“Raoul Moat was a callous murderer. Full stop, end of story.”
So said David Cameron at Prime Minister’s Questions yesterday. Looking at the brutal nature of Moat’s crimes – one dead, two very seriously injured – it seems at first sight that Cameron’s comments were fair. A callous murderer – full stop, end of story.
Except that’s not the end of the story, because no human story is ever that simple. No one is going to defend Moat’s crimes, which were hideous and brutal and awful, and which spark justifiable revulsion.
But we need more from our politicians, and the Prime Minister should set an example. Dismissing people as callous murders is the easy, simplistic reaction of someone who doesn’t know all the facts. But we need better from our Prime Minister; we need him to see the nuance of each situation on which he comments.
Raoul Moat’s crimes were abhorrent, but he was also a damaged individual. He was both dangerous and vulnerable – as a significant number of people in Britain are. These crimes were heinous; but they were also tragic.
This new government, with a liberal ethic at its core, is not going to imprison every criminal (nor should it) . Thinking about how to maintain liberty while protecting the public is a major policy issue – and dismissing people simply as criminals, or murders and ending the debate there is not the answer to complex problems, esepcially since we know that understanding the reasons that criminals behave they way they do is a key to preventing further crime.
The Prime Minister betrayed a lack of nuance in his thinking and communication yesterday which should concern us, because of the way it implies he deals with other difficult situations: one look at the issue, one sentence, full stop, end of story. Few issues that cross the Prime Minister’s desk will ever be so simple.
Public policy is complex, the economy is complex, each person in this country is complex and contradictory.

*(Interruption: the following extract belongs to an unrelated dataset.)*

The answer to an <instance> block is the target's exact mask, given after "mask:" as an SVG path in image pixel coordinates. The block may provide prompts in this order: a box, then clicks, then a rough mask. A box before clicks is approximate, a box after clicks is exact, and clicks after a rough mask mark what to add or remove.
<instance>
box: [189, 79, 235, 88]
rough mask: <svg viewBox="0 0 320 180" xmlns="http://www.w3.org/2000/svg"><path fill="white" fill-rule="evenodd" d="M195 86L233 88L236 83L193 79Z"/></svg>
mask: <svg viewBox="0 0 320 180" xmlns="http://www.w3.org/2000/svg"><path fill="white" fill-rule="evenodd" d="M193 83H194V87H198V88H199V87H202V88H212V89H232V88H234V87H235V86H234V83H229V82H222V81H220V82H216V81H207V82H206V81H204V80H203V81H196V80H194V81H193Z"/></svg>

The Prime Minister operates in a world of shades of grey not black and white – and he has to show that he understands this if he wants to raise the standard of public debate in this country. We need nuance from the Prime Minister, not populism – we can get that in the tabloids or in the pub. The Prime Minister needs to show that empathy is not a vice, that the ability to recognise and evaluate different perspectives on any situation is a key attribute for a national leader, that the ability to understand why people do the things they do makes for an effective Prime Minister.
Good soundbite, Mr Cameron, – but we need to see that you see shades of grey.